A year-long investigation just revealed where 140 political figures — including 12 current of former heads of states — hide their cash.In what is potentially one of the largest data dumps in history, over 11 million documents held by the Panama-based law firm Mossack Fonseca was leaked to German newspaper Suddeutsche Zeitung.
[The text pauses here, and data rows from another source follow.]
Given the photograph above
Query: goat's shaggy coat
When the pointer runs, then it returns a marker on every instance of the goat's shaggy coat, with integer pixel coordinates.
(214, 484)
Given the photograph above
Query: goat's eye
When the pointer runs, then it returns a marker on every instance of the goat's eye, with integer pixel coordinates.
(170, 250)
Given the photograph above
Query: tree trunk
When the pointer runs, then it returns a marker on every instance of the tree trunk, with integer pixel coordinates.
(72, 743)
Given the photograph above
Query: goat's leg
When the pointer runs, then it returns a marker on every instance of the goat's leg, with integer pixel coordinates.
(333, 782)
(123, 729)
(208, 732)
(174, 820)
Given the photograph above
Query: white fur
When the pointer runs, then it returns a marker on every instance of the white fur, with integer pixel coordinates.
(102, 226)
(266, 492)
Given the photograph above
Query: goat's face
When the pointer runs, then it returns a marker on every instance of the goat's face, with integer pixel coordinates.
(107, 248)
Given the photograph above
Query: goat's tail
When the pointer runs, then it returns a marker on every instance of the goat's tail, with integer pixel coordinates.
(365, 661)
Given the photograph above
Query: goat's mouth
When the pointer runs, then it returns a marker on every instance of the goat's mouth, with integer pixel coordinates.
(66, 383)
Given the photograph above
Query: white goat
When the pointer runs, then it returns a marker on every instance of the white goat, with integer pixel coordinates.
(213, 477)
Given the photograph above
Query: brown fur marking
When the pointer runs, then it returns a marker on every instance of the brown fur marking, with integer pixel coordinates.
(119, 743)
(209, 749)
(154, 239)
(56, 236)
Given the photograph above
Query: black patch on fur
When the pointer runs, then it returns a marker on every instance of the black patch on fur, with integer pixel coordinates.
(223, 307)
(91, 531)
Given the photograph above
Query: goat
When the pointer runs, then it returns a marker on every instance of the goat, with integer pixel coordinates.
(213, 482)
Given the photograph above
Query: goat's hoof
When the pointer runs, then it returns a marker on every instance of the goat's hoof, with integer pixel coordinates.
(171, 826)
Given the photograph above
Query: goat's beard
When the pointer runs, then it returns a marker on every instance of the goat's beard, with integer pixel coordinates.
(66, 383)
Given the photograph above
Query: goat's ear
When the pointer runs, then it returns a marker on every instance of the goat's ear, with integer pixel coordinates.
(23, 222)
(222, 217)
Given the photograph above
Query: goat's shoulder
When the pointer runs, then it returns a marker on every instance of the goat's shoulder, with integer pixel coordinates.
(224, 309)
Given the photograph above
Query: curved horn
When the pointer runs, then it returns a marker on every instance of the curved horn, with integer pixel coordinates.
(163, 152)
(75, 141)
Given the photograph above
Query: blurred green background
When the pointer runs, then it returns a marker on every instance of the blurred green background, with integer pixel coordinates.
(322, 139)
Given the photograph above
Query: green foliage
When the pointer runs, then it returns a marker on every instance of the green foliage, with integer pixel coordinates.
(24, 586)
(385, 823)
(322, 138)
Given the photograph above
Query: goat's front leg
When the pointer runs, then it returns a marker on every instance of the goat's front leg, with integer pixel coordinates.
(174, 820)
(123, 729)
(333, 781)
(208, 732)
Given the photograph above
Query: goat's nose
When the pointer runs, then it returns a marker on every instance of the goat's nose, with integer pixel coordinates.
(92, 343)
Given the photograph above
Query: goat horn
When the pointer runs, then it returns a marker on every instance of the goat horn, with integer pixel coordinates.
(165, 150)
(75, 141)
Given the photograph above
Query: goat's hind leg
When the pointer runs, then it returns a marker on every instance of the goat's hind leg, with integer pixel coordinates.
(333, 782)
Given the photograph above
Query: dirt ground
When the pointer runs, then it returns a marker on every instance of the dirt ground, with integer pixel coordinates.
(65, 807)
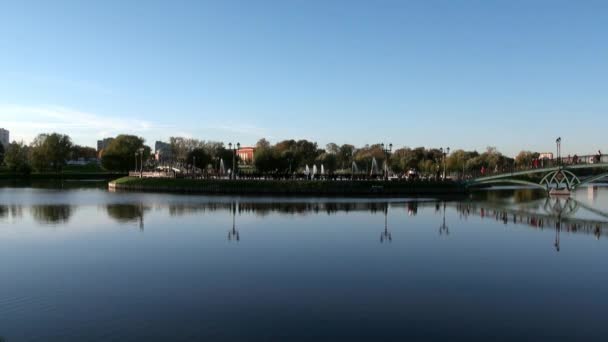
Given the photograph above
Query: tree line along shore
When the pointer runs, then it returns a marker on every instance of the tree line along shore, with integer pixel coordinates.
(50, 153)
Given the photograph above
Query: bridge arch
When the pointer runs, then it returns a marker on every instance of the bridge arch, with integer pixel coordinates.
(507, 180)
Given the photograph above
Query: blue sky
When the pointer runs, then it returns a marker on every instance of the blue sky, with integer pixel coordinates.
(465, 74)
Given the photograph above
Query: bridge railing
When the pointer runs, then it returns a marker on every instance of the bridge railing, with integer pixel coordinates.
(568, 161)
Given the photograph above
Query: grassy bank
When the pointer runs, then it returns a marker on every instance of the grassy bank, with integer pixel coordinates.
(287, 187)
(59, 175)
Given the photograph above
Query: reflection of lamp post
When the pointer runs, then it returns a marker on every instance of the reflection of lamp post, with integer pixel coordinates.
(444, 153)
(135, 169)
(233, 234)
(558, 142)
(386, 235)
(444, 228)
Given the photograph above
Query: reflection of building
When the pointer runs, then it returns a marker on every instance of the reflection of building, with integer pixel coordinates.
(4, 137)
(246, 154)
(162, 150)
(103, 144)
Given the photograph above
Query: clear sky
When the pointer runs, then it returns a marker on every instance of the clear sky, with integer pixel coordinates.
(465, 74)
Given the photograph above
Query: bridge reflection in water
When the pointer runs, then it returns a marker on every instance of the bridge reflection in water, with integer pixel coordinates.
(522, 207)
(556, 213)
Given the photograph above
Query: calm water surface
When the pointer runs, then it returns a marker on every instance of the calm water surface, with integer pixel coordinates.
(84, 264)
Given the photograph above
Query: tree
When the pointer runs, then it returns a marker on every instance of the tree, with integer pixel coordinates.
(329, 161)
(83, 152)
(200, 158)
(180, 146)
(268, 160)
(120, 153)
(51, 151)
(16, 158)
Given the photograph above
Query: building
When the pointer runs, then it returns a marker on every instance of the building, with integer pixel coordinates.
(103, 144)
(4, 137)
(246, 154)
(162, 150)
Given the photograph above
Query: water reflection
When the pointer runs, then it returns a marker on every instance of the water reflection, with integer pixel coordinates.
(51, 213)
(386, 235)
(11, 211)
(443, 228)
(125, 213)
(233, 235)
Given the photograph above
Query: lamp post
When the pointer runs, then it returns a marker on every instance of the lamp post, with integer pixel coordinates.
(236, 147)
(387, 152)
(444, 153)
(558, 142)
(194, 166)
(141, 164)
(135, 169)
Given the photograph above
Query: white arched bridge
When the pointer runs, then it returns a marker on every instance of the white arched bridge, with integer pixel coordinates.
(566, 173)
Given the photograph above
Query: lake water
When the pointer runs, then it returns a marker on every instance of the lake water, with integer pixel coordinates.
(85, 264)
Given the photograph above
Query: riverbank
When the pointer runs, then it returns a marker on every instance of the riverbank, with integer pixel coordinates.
(60, 176)
(287, 187)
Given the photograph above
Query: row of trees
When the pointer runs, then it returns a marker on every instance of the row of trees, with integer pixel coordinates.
(294, 155)
(49, 152)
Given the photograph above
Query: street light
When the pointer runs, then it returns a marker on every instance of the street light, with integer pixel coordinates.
(444, 153)
(387, 152)
(141, 164)
(558, 142)
(135, 169)
(237, 147)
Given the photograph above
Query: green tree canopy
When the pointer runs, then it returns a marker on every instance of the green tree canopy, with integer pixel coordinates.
(51, 151)
(120, 153)
(200, 158)
(16, 158)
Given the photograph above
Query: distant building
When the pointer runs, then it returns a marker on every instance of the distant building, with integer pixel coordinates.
(103, 144)
(246, 154)
(162, 150)
(4, 137)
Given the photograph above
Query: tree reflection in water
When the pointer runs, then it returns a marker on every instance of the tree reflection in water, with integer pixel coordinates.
(127, 213)
(52, 213)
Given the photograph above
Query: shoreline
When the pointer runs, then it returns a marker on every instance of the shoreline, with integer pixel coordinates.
(287, 187)
(61, 176)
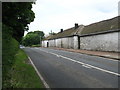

In turn, the paper shared the information with the International Consortium of Investigative Journalists (ICIJ) — which is made up of 107 media organisations in 78 countries.
The BBC said it also analysed the document but it “doesn’t know the identity of the source.“
Close aides of Russian president Vladimir Putin are among those whose assets feature in a vast expose of tax havens published Sunday.
The assets of around 140 political figures — including 12 current of former heads of states — are mentioned in the revelations, according to the probe by the International Consortium of Investigative Journalists (ICIJ) and German daily Sueddeutsche Zeitung.
The investigation yielded 11.5 million documents from around 214,000 offshore entities, the ICIJ said on its website.
The leaked data from 1975 to the end of last year provides what the ICIJ described as a “never-before-seen view inside the offshore world.”
Names figuring in the leak included the president of Ukraine, the king of Saudi Arabia and the prime ministers of Iceland and Pakistan, the ICIJ statement said.
Although Putin’s name is not mentioned in the documents, his close associates “secretly shuffled as much as $2 billion through banks and shadow companies,” the ICIJ said.
“These findings show how deeply ingrained harmful practices and criminality are in the offshore world,” said Gabriel Zucman, an economist at the US-based University of California, Berkeley, cited by the consortium.
The leaked documents came from Mossack Fonseca, a law firm with offices in more than 35 countries. They were reviewed by a team of more than 370 reporters from over 70 countries, according to the ICIJ.
The BBC cited Panama-based Mossack Fonseca as saying it had operated “beyond reproach” for 40 years and had never been charged with any criminal wrongdoing.
It wasn’t clear who was the original source of the leaked documents.